Tenho procurado muitas referências para a minha escrita. Uma escrita que se nega a entrar por um caminho do mainstream de autoajuda ou de narrativas de consenso. Desejo uma escrita autoral que retrate os dilemas, a trajetória e a revolução de ser uma mulher brasileira com o propósito de ocupar tudo que lhe é negado pelo sistema. Minha matéria prima são minhas vivências e como elas escancaram, chocam, criam incômodos. Tudo por unicamente eu buscar viver o que a subjetividade do racismo exclui: humanização e bem viver.
Uma das referências que encontrei foi Edouard Louis, considerado o enfant terrible que transita entre a autobiografia e o ensaio.
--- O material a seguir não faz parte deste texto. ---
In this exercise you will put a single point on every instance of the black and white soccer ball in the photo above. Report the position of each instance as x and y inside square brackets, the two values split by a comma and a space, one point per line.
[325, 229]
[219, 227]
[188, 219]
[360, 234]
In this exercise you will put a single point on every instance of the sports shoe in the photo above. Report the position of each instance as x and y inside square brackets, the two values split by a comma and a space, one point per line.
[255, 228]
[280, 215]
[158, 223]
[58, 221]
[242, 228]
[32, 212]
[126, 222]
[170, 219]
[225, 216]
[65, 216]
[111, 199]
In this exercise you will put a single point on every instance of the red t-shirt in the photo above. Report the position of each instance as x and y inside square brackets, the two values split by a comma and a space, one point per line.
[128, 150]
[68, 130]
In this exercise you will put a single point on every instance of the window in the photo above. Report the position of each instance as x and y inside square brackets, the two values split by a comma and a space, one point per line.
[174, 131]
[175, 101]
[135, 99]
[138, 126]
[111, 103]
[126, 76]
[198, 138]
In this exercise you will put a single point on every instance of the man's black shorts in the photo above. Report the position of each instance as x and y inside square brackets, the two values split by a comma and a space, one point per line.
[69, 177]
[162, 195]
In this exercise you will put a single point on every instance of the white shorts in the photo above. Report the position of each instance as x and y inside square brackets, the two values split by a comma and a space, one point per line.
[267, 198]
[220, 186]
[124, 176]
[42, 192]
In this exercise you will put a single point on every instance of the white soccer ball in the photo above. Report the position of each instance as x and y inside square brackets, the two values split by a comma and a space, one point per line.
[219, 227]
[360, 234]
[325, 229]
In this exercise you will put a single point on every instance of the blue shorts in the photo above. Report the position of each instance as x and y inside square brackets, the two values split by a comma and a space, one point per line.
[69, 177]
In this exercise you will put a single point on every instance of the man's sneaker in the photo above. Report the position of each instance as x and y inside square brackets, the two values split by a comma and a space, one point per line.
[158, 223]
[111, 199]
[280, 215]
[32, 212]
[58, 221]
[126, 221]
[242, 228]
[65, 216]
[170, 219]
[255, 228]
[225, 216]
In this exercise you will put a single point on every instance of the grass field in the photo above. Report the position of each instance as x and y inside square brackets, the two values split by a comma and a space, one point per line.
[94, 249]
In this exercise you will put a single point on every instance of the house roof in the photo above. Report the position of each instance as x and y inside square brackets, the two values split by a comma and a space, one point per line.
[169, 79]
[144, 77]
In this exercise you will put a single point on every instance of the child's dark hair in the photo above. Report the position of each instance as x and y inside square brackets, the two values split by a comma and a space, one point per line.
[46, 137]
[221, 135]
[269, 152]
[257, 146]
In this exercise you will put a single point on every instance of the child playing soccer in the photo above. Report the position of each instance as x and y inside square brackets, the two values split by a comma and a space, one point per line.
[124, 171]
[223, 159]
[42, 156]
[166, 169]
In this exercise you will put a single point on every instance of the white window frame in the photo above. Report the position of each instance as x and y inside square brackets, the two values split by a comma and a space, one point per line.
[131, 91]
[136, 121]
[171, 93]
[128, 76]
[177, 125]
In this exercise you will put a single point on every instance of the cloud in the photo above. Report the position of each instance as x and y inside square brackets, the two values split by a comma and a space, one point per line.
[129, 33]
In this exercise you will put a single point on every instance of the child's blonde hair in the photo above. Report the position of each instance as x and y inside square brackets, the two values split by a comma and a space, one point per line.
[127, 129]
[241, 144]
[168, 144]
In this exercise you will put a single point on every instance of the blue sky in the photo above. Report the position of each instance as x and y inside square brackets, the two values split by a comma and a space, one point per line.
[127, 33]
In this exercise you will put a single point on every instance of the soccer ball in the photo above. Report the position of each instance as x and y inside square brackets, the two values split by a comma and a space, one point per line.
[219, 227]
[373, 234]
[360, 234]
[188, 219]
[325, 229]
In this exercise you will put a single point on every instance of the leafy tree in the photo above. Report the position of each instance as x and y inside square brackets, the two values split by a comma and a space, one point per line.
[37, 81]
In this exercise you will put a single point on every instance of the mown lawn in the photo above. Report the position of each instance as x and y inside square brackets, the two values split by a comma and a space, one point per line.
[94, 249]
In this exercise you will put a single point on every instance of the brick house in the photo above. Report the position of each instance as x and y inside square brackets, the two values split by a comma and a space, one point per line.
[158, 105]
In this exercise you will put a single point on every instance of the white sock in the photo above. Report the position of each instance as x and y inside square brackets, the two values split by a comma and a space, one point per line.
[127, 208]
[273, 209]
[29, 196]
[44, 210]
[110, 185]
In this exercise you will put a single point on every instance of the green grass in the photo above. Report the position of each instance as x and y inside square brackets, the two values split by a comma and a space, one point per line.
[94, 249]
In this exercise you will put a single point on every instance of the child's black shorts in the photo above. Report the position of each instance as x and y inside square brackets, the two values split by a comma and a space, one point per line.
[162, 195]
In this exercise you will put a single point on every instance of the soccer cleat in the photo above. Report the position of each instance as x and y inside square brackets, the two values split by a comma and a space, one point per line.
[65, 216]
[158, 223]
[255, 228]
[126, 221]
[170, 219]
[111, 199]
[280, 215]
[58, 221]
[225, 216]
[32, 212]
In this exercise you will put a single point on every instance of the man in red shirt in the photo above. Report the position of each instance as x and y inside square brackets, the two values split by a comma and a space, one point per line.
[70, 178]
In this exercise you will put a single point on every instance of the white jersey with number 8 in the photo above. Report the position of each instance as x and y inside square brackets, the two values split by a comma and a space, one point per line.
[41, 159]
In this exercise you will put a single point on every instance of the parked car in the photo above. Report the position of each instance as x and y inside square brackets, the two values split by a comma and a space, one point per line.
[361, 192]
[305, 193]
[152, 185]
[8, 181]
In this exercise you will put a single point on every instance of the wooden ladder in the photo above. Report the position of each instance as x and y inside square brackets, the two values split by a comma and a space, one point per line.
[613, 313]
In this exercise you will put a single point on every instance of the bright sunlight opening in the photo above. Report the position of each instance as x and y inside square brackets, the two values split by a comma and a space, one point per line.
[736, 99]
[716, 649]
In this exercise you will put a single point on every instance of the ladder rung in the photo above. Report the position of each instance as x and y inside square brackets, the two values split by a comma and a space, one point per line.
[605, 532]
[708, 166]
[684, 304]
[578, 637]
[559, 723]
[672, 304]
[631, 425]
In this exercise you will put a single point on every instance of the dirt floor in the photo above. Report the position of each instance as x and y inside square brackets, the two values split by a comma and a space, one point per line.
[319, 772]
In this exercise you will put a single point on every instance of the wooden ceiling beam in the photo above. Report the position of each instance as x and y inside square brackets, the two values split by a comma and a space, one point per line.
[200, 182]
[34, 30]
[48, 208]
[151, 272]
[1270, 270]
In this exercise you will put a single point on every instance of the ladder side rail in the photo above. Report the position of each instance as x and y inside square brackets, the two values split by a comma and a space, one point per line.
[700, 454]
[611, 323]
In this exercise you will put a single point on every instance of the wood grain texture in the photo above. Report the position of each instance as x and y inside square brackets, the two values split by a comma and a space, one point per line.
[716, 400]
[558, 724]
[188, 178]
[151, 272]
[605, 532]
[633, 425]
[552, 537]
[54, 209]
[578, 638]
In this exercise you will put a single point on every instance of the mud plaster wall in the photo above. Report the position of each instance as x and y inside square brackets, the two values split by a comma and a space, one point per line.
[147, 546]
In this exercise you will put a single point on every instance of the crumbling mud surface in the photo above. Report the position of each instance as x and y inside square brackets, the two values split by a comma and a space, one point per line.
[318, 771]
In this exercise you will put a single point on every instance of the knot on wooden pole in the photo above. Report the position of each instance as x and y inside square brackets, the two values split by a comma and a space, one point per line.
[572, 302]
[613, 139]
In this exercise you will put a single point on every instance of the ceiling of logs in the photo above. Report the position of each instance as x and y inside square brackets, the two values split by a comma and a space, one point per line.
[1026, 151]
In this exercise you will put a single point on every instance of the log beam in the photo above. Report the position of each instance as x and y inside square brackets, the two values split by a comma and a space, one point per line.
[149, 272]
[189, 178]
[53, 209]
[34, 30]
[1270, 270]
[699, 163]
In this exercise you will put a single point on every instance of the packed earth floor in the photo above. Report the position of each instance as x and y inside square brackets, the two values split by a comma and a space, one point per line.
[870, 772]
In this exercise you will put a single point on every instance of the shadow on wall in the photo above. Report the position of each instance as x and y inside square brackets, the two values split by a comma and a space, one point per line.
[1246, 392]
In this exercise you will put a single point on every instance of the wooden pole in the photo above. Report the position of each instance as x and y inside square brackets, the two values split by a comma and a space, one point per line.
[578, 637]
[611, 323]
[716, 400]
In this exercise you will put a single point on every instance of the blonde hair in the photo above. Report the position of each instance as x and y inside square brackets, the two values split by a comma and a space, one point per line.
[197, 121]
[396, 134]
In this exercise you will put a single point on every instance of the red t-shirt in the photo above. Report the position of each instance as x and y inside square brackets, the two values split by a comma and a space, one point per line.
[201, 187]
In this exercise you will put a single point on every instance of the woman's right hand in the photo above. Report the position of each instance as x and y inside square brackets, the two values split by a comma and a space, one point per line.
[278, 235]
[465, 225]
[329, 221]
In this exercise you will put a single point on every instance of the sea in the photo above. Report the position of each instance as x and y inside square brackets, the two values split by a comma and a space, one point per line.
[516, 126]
E tem uma frase que amei dele: “Não se deve ver o que escrevo como a história do nascimento de um escritor, mas do nascimento de uma liberdade, da ruptura a qualquer preço, com um passado detestado.” Edourd é da linhagem da literatura francesa, que nascidos em classes populares, fazem da mobilidade social uma narrativa coletiva de politização e até mesmo de vingança trazendo seus recortes entre as feministas, os autores LGBTQI+ e autores negros imigrantes. Admiradores de Annie Ernaux.
E nesta busca da minha escrita tive um insight após voltar de viagem, de escrever para vocês sobre os acessos proibidos pelo racismo no Brasil. E o primeiro deles é o amor. O amor em todas as suas dimensões. Pois os discursos de ódio se avolumam frente a um contexto apocalíptico de revelações, no meio desta transição planetária. Mas o que quero dizer com isto? A negação do amor é um dos efeitos do racismo. O amor como vivência plena.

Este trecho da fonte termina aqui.